# Deposit receipt - Idea's



## tillywink (Feb 11, 2011)

I'm looking for a template or ideas for a non-refundable deposit receipt

Does anyone have one I can 'borrow' the wording of please?


----------



## rocco33 (Dec 27, 2009)

Why would you want a non-refundable deposit?

A deposit enters you into a transaction which secures a puppy for the buyer. What if something came to light before they took their puppy that caused you to think they may not be suitable (it does happen)? You would still be obliged to sell them a puppy. 

A deposit works both ways - so beware.


----------



## candysmum (Jan 18, 2009)

tillywink said:


> I'm looking for a template or ideas for a non-refundable deposit receipt
> 
> Does anyone have one I can 'borrow' the wording of please?


I said a deposit was non refundable if they backed out etc etc.

I did return the deposit of the person who had picked my deaf puppy when they decided they didn't want another deaf puppy. becasue that was out of everyone ones control you have to word it carefully that not only protects you but the buyer as well. because by Law all deposits have to be refundable.


----------



## Sparkle (Jan 28, 2010)

rocco33 said:


> Why would you want a non-refundable deposit?
> 
> A deposit enters you into a transaction which secures a puppy for the buyer. What if something came to light before they took their puppy that caused you to think they may not be suitable (it does happen)? You would still be obliged to sell them a puppy.
> 
> A deposit works both ways - so beware.


Not necessarily which is why wording is key!! You can stipulate that if the buyer pulls out for any reason then the deposit is non refundable however if the breeder decides to keep the puppy themselves or the puppy passes then they will be offered a full refund of their deposit or an alternative puppy should the breeder feel this is appropriate. You could also stipulate that the breeder doesn't need to give an explanation for refunding a deposit!! Morally it's probably not right but you can do it


----------



## Devil-Dogz (Oct 4, 2009)

rocco33 said:


> Why would you want a non-refundable deposit?
> 
> A deposit enters you into a transaction which secures a puppy for the buyer. What if something came to light before they took their puppy that caused you to think they may not be suitable (it does happen)? You would still be obliged to sell them a puppy.
> 
> A deposit works both ways - so beware.


Exactly the reason we have never and would never take a deposit. we have the right to change our mind, if we want to run a pup on, heard something ect..ect! Once that deposit has exchanged hands, that pup is theirs when the time is right if you like it or not. To much hassle if you ask me. 
A deposit isnt needed and I do get frustrated with the non refundable bit..Dont get it. Anyone wanting a pup from us has the chance to drop out if they so wished. I would rather that then when the pup was with them - resulting in them looking for a new home, not wanting to wast their deposit so buy the pup and sell to regain costs.


----------



## Bijou (Aug 26, 2009)

We take a £100 deposit once the pups are born if puppy buyers wish to book a puppy. This is non refundable if the buyer changes their mind.

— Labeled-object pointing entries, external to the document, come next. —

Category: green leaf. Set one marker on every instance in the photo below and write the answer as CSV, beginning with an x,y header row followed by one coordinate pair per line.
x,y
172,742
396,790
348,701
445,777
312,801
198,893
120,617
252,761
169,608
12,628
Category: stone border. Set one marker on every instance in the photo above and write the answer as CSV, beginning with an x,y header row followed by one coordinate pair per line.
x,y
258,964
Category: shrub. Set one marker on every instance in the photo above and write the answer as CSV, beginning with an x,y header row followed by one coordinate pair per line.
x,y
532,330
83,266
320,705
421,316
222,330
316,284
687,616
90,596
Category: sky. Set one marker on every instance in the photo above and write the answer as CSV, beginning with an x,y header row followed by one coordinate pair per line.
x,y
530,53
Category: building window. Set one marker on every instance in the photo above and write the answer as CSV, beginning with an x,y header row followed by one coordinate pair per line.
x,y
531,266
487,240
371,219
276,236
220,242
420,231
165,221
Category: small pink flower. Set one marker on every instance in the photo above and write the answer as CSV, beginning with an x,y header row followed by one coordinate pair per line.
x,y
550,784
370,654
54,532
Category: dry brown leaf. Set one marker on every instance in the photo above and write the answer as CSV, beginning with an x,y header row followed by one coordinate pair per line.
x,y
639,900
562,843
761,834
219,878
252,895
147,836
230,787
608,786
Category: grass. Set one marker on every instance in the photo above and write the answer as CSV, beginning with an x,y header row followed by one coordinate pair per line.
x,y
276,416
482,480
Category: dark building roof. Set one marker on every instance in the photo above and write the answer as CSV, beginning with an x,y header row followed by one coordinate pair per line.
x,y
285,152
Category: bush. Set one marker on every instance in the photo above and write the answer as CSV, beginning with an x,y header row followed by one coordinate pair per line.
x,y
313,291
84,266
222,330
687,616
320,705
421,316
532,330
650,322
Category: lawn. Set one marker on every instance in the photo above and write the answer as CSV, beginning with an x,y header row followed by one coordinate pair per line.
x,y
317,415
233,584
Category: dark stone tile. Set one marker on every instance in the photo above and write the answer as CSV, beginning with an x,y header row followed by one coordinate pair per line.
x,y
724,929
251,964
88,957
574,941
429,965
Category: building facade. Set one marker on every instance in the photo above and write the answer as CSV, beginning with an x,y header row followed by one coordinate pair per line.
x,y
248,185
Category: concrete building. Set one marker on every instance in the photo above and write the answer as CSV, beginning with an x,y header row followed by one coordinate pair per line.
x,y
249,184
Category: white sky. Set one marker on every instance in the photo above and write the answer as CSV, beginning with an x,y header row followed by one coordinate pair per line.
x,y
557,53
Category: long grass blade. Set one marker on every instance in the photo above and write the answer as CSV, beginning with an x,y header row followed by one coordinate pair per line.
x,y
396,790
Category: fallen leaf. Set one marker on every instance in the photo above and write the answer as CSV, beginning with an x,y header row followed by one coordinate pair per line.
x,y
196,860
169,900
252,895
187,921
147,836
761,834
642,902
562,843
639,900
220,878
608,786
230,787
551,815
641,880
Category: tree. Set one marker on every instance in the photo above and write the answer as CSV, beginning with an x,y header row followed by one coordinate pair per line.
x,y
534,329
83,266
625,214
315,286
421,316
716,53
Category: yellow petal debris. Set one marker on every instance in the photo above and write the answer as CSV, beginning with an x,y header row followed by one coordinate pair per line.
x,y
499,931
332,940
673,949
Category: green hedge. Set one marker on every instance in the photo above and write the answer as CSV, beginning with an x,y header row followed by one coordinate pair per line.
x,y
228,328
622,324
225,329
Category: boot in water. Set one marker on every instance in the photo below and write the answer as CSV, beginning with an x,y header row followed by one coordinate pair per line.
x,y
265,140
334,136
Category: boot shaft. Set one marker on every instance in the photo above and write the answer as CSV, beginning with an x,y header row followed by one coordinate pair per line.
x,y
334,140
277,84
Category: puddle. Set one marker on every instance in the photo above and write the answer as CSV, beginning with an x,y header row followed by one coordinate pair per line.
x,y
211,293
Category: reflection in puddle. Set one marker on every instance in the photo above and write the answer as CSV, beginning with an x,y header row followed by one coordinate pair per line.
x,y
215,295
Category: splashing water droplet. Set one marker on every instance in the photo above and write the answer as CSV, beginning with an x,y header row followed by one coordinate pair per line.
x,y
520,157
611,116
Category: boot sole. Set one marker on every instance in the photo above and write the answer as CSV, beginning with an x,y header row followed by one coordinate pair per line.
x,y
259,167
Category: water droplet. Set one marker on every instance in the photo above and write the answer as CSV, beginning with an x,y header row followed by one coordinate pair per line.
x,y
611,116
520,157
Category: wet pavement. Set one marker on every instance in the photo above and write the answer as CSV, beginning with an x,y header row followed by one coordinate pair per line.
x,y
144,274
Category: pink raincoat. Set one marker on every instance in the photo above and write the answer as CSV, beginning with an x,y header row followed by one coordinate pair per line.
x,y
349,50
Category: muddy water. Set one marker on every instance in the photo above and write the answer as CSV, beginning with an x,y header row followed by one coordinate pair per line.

Here's the wording on our receipt :

We acknowledge the receipt of the sum of............................

from................................................................................

in respect of the deposit for a Belgian Shepherd dog puppy born

on .................................................

This receipt will be non refundable should the purchaser change his/her mind after the date shown below .

signed ..............................................................Trevor/Yvonne Wheeler

Date....................................................................


----------



## Devil-Dogz (Oct 4, 2009)

Bijou what about if you change your mind? You wouldnt be able to, and could be taken to court over it...Once that deposit is paid that pup is theirs!!


----------



## Bijou (Aug 26, 2009)

Ahh but the wording covers this - if *we* change our minds then the £100 is refundable - to be honest we always ask puppy buyers to vist before the pups are born and 'filter' out those we think would not be right - equally when some meet my breed 'in the flesh' ( or rather in all their bouncy hairy glory ) they decide that perhaps a Belgian is not for them ! so by the time we've got to the taking deposits stage it's has'nt ever been a problem .

It just prevents the few puppy buyers who 'bulk book' in order to guarantee that they will have a pup - if I've had to turn other puppy buyers away then I want to know that the person booking my puppy is serious !


----------